Governor Kathy Hochul has unveiled a $200 million aid package to accelerate maintenance projects and hire more subway personnel:
???We need all hands on deck to address urgent safety fixes ??? that???s why I???m immediately allocating emergency relief funding and calling in reinforcements from the state transportation department to support the MTA’s repair efforts around the clock.”
Financial Pain for Businesses, City Budget
The subway collision and subsequent system outage could not have come at a worse time for businesses still struggling from the impacts of the COVID-19 pandemic. Stores rely heavily on commuters and tourists who take the subway to shop and dine in New York City. Still dealing with high rents and inflation, many small businesses expressed worry they can not endure another economic shock.

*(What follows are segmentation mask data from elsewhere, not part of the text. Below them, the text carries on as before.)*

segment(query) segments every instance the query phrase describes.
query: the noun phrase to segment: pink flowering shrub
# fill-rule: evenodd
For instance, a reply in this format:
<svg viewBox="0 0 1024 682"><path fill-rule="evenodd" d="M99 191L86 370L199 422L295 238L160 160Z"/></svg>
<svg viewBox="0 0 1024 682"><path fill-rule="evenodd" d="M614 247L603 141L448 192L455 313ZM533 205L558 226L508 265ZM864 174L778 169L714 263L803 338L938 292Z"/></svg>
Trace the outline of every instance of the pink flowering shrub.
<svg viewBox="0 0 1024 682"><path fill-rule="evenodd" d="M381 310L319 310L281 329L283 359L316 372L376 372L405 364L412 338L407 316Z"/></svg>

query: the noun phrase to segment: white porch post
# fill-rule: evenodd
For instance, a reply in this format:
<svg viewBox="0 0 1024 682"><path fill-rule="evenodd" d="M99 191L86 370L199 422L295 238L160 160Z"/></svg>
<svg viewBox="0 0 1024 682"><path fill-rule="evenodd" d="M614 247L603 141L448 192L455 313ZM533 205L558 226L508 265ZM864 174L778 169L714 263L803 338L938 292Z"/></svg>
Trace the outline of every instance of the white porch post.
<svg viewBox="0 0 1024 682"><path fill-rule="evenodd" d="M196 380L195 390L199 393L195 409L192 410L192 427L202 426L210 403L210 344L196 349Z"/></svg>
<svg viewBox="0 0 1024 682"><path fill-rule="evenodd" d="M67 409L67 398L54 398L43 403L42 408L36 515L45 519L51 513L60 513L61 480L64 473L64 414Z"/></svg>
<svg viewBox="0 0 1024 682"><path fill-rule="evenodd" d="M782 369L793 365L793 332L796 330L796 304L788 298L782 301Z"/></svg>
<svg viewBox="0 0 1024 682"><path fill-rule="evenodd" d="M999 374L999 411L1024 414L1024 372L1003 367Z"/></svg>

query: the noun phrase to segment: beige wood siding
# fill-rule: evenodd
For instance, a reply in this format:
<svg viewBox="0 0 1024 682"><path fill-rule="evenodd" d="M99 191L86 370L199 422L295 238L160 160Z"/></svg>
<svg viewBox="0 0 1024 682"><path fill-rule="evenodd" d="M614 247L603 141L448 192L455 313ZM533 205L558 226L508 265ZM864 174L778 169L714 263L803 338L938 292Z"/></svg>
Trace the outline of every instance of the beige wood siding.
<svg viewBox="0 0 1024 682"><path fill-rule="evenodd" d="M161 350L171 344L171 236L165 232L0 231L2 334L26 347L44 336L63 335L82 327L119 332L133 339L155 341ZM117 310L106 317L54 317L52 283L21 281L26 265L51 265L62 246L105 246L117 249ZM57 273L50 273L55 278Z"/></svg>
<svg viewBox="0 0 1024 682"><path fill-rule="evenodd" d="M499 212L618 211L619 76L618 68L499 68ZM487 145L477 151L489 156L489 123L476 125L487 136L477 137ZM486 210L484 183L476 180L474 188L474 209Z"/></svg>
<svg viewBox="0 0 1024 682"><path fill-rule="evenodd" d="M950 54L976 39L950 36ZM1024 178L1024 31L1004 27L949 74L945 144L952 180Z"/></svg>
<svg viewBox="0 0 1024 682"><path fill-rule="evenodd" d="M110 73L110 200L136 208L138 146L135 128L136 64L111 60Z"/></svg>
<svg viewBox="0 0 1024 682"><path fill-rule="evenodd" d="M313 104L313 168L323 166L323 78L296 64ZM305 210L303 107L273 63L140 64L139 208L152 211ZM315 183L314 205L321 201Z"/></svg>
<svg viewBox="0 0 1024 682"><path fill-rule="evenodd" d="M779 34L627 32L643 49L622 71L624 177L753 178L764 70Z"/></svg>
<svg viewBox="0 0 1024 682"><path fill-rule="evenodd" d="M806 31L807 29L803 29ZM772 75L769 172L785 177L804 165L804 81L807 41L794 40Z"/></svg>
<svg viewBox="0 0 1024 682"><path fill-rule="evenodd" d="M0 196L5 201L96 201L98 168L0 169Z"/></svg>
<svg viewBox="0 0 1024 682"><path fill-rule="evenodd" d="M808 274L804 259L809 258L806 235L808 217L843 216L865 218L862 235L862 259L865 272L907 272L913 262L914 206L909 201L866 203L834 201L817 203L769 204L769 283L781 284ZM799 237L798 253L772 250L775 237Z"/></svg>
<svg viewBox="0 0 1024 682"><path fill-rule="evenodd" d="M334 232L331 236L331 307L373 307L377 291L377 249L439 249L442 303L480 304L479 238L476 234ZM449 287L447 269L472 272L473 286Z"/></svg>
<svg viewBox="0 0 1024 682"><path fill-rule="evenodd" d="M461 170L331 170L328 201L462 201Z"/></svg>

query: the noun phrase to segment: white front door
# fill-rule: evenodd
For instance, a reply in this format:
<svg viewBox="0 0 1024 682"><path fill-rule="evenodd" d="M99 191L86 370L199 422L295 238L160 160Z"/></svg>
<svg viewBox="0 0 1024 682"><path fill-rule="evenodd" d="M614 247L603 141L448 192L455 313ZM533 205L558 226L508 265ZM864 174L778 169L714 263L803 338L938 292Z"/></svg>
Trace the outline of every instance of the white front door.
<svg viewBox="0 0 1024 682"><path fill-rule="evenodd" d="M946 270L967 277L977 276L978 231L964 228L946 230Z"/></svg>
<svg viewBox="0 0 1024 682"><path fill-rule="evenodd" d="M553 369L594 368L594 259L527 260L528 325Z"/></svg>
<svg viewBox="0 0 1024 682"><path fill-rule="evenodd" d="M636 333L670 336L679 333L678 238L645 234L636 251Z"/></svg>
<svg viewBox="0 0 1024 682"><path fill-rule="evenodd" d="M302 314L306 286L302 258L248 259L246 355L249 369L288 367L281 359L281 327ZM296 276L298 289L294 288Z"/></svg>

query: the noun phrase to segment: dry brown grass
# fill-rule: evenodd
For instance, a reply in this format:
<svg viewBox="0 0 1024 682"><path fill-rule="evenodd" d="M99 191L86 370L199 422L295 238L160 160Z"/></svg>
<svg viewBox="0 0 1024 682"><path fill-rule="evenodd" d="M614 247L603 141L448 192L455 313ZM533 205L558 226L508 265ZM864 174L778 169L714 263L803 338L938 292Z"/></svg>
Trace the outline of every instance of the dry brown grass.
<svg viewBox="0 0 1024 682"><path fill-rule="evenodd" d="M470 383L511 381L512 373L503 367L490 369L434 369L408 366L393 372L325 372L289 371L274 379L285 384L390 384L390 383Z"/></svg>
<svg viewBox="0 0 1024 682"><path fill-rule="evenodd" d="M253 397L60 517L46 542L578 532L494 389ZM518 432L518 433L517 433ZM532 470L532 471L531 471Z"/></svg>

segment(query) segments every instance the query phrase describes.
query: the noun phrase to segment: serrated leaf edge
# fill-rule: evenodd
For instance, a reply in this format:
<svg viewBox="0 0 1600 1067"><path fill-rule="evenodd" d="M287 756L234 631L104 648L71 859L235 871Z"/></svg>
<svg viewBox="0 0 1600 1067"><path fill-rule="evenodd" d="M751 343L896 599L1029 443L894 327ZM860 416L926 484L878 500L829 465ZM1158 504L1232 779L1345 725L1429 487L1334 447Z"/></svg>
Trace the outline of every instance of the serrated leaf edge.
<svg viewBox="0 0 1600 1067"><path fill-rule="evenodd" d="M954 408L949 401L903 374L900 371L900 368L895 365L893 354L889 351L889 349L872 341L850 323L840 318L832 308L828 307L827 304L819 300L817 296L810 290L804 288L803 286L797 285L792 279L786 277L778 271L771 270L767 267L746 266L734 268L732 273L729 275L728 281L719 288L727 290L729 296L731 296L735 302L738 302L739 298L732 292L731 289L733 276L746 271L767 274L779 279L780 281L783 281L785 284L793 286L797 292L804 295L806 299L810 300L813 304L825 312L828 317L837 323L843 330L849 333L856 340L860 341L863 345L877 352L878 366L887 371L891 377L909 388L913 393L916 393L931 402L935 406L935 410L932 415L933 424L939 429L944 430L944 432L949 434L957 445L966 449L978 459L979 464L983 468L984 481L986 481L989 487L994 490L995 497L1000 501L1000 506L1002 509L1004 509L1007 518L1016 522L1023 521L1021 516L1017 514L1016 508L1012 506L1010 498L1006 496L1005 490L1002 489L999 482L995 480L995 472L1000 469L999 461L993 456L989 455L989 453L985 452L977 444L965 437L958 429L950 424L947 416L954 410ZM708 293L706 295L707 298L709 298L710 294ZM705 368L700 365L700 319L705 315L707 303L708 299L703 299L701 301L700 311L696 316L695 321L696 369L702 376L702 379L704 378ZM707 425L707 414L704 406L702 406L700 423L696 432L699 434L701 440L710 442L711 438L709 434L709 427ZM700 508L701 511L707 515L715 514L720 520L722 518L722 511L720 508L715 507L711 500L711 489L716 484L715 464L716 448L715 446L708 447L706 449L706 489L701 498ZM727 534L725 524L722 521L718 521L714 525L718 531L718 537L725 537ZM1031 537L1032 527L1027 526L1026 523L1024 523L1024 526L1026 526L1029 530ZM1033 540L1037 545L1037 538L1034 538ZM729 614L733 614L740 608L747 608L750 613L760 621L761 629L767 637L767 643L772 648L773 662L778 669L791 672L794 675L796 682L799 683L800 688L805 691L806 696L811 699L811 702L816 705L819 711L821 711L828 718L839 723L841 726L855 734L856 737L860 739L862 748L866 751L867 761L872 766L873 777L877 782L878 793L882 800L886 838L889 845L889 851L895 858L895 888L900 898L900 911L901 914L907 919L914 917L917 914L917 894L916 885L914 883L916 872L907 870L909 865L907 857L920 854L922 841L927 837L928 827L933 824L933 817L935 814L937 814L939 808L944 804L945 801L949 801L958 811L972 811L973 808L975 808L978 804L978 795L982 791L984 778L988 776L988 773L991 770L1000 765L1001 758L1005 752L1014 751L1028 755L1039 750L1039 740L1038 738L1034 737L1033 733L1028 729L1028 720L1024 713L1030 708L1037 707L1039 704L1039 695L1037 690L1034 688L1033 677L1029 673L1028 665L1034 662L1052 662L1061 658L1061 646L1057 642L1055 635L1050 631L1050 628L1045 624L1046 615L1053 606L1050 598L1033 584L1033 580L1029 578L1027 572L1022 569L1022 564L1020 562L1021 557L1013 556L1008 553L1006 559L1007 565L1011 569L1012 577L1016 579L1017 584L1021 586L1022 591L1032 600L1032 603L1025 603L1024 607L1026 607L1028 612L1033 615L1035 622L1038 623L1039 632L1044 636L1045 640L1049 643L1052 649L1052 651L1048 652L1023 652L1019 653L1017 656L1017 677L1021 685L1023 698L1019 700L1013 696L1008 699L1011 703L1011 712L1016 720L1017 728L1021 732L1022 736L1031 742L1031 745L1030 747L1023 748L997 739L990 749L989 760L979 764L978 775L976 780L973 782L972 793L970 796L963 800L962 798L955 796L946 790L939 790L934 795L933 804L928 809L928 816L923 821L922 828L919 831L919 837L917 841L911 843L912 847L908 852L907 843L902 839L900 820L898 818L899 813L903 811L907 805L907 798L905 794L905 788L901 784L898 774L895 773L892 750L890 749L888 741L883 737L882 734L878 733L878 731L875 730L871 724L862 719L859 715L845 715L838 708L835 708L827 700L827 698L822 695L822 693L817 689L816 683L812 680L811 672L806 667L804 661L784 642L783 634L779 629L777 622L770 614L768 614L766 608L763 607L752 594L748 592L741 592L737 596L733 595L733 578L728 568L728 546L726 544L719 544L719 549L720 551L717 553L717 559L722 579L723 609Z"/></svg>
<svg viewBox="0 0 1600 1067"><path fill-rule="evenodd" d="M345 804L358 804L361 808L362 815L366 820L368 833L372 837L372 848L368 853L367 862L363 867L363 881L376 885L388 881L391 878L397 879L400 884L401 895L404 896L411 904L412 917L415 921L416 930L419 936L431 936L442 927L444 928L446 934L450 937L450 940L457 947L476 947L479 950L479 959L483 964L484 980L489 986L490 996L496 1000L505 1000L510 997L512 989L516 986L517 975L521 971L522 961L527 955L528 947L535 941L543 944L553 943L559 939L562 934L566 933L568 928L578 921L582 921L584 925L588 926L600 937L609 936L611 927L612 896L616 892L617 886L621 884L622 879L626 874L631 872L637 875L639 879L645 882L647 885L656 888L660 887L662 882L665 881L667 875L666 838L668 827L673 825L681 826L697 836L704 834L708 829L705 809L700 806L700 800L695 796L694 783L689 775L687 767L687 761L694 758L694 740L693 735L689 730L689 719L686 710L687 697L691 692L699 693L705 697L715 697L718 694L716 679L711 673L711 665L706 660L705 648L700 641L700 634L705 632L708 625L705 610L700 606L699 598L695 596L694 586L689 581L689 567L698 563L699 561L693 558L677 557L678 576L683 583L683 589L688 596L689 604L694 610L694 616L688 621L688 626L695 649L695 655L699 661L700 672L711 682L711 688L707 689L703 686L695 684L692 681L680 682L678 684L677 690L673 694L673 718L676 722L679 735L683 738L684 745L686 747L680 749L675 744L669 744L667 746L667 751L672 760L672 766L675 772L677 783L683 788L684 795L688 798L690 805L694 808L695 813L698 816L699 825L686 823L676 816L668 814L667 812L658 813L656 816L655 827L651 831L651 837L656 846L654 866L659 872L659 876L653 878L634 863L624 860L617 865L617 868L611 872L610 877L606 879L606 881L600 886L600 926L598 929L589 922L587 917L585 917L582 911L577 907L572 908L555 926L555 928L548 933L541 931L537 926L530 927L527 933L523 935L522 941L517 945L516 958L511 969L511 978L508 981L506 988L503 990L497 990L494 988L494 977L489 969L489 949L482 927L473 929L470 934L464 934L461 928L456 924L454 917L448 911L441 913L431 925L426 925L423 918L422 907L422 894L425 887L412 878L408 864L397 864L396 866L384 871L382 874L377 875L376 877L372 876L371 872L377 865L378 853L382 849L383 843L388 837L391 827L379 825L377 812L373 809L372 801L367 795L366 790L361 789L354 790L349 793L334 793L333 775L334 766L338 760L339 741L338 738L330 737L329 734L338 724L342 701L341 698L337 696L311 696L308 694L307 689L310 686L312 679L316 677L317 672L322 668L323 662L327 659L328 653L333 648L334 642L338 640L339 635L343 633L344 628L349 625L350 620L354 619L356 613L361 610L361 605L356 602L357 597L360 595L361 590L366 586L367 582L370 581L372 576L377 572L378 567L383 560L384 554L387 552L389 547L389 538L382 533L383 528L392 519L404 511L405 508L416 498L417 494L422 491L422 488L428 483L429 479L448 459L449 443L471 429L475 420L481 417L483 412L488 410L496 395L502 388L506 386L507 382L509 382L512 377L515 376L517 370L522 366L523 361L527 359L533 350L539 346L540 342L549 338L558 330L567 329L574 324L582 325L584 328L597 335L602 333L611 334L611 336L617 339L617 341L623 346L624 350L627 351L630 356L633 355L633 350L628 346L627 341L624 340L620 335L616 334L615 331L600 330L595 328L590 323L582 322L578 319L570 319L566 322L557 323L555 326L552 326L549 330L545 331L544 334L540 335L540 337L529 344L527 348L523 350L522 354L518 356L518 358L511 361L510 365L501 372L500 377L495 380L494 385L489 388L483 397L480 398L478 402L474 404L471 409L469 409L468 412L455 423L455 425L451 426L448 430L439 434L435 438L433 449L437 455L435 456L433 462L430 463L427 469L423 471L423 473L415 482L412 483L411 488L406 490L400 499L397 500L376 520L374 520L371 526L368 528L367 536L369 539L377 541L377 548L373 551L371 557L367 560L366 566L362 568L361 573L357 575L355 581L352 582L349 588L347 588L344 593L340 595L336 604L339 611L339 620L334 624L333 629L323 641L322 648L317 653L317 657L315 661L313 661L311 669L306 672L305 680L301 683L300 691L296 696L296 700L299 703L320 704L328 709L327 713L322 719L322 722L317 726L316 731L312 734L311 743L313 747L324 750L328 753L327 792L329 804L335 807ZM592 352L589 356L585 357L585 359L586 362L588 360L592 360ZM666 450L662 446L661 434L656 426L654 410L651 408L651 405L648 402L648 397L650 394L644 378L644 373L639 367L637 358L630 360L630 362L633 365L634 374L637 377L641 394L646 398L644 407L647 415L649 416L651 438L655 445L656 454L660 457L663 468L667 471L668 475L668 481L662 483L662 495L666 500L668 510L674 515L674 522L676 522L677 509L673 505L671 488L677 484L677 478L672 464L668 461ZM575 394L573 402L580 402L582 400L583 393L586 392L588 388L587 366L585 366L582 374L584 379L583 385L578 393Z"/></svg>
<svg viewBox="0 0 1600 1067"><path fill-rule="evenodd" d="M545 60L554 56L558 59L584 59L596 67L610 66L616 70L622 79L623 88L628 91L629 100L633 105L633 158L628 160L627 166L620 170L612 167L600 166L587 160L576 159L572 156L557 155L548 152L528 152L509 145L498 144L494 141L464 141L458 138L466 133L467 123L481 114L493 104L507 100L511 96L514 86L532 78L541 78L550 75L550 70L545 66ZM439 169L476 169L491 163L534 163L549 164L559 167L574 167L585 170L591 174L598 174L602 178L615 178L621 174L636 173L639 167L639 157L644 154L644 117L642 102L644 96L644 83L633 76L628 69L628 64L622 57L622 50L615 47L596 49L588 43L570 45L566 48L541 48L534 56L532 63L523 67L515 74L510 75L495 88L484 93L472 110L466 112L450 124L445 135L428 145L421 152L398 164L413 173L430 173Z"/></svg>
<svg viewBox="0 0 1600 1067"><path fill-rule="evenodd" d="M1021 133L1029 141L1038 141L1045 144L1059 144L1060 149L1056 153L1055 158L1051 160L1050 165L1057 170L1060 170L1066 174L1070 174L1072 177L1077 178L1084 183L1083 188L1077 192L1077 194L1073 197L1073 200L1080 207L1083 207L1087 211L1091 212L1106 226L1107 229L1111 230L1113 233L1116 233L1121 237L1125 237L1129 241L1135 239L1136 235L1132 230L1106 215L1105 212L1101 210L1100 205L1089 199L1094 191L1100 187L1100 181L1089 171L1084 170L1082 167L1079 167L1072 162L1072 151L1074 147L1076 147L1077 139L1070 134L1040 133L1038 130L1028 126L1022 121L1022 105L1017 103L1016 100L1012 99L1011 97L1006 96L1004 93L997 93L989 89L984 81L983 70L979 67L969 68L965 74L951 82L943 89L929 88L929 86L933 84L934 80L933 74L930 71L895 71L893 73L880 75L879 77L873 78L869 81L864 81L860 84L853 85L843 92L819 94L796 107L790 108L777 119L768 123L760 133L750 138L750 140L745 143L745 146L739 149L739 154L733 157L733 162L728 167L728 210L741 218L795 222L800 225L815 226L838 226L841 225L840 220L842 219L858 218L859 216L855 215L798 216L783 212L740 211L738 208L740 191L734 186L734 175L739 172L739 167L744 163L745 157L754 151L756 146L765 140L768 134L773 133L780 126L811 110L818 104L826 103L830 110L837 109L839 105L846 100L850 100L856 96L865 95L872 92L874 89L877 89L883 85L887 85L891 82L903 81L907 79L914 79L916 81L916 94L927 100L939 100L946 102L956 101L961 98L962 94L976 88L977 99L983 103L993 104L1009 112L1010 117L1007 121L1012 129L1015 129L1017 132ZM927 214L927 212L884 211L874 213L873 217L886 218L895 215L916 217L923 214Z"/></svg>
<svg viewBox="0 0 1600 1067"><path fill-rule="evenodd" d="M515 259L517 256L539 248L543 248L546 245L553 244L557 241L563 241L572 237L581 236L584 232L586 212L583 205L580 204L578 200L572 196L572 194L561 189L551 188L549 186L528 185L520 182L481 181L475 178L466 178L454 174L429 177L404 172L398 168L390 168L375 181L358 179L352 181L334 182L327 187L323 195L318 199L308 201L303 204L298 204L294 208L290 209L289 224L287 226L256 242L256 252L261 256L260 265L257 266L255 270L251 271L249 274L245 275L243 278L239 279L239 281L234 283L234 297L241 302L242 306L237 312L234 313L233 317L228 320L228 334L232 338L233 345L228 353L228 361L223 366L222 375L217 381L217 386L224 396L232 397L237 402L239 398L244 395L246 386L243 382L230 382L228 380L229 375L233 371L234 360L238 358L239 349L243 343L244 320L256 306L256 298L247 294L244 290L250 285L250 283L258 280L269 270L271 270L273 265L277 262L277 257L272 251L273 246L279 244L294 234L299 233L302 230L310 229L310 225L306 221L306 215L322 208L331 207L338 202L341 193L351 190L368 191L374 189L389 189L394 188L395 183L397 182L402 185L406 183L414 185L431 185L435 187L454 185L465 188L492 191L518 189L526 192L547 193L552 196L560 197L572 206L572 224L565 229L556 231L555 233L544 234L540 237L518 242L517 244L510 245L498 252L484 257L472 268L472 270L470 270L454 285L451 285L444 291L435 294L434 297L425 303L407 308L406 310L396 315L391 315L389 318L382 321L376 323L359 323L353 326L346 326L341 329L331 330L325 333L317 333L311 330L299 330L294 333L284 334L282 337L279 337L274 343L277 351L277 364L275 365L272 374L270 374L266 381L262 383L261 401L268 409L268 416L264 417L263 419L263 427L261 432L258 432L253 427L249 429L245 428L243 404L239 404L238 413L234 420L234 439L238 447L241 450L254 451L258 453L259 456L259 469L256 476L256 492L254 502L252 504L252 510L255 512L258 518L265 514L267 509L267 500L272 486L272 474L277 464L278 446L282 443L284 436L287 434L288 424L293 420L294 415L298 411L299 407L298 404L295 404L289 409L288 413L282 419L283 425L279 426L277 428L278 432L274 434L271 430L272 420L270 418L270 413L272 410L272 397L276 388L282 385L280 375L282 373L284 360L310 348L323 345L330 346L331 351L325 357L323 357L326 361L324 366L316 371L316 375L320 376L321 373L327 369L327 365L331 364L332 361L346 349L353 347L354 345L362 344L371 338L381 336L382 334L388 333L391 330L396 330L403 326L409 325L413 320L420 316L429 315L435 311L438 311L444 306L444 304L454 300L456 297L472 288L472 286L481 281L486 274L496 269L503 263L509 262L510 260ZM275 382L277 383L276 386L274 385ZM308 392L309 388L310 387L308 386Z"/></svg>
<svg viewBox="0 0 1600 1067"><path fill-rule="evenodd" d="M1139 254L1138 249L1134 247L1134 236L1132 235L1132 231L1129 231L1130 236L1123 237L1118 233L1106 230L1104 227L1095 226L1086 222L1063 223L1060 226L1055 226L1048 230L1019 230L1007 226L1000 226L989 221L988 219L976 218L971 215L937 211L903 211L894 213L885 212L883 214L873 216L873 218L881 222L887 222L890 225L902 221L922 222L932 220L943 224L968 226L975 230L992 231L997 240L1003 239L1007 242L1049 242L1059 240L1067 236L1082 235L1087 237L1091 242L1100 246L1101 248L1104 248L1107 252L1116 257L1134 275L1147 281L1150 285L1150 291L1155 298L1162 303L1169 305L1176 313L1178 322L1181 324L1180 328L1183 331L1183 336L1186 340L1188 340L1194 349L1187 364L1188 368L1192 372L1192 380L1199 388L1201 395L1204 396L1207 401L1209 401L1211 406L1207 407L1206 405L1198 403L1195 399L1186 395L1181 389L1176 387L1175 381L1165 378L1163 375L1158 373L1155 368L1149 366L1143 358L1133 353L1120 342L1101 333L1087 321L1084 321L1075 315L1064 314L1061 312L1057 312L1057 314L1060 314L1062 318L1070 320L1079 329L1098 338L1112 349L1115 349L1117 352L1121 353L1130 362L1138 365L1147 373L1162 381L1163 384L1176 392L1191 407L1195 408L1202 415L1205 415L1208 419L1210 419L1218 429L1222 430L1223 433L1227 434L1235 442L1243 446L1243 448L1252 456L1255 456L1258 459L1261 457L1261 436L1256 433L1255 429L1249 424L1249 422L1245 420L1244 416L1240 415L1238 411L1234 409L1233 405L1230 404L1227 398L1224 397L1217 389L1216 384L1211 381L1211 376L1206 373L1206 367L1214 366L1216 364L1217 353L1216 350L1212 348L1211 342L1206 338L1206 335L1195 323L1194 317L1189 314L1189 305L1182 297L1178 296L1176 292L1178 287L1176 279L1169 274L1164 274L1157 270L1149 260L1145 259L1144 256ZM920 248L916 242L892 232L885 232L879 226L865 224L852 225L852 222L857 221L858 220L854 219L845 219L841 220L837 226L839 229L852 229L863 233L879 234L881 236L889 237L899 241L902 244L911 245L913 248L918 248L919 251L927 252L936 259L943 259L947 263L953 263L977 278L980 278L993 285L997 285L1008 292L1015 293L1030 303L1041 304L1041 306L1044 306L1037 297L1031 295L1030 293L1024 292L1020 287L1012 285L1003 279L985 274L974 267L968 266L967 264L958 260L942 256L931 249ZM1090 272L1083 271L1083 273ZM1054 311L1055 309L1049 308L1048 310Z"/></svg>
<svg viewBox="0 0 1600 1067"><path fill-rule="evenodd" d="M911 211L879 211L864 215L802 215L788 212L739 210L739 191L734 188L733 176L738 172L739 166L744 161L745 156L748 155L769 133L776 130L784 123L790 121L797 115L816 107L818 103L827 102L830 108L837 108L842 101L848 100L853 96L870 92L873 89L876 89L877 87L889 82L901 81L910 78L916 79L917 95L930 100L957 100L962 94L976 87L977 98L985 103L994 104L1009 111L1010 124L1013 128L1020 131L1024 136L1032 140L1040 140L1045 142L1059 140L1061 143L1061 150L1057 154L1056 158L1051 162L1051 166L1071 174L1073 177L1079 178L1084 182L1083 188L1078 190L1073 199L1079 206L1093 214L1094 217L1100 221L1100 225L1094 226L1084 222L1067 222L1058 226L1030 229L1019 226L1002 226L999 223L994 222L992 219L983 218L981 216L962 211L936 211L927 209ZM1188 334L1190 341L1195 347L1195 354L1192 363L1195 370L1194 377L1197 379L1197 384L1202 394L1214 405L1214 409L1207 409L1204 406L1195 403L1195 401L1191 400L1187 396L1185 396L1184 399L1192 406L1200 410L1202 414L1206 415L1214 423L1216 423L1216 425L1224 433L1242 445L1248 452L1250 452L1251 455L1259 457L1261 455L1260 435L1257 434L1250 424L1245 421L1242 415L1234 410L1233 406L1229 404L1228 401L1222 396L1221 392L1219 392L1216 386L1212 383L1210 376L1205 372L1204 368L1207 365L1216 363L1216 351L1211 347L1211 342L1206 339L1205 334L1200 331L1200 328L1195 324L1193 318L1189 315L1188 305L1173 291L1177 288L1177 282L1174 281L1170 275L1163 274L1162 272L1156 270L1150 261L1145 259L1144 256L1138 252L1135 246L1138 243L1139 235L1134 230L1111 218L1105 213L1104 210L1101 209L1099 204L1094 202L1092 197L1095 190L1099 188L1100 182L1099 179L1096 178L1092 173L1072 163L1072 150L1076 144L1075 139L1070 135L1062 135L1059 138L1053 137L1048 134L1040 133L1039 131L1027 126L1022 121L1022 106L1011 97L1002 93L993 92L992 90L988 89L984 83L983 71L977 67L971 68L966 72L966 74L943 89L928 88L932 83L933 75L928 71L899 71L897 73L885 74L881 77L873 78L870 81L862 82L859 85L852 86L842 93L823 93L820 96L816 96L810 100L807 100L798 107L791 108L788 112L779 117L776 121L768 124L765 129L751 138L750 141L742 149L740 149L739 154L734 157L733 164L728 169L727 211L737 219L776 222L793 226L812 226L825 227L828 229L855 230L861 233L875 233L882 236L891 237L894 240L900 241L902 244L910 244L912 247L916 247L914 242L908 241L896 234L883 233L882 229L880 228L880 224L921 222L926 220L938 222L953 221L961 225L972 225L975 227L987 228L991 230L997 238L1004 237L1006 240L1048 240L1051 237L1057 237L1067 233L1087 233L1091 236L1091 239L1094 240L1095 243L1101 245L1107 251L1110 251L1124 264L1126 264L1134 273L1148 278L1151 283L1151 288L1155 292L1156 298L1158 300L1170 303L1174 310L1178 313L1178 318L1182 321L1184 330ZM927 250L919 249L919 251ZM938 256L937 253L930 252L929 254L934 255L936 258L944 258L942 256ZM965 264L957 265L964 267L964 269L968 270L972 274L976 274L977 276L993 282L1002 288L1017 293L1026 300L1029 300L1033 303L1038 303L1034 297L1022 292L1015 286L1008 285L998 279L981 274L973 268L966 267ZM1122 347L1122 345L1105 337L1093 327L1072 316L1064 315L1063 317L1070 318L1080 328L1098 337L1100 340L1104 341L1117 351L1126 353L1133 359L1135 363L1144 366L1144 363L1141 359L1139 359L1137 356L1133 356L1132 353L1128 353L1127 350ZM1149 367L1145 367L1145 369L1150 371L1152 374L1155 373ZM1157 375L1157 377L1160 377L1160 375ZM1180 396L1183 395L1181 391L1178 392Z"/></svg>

If delays stretch longer than a week, the MTA estimates total losses to city businesses could exceed $100 million per day. Tourism levels may also decline if visitors worry about getting around efficiently using transit.
On top of economic impacts, the MTA had to pay costly overtime to hundreds of workers called in to help re-rail trains, shepherd passengers, and make repairs. They were already facing a 2024 budget deficit nearing $500 million. This accident will now force them to allocate additional resources towards safety initiatives and system hardening improvements.
City officials face difficult financial tradeoffs balancing safety upgrades while avoiding further cuts to service. Riders and elected leaders admit improvements are badly needed but remain frustrated about plummeting on-time performance and skeletal night/weekend schedules. How to equitably fund the region’s transportation needs continues to stir debate.
Check mta.info for Latest Alerts
As the investigation continues, commuters must stay patient using congested alternate routes or working from home if possible. Updated subway schedules and travel alerts are available from the MTA at mta.info or through transit tracking apps.
Officials know reliable public transit is the lifeblood of New York City. While turbulence lies ahead, the agency hopes to learn from this incident and emerge with a safer, more resilient transportation system.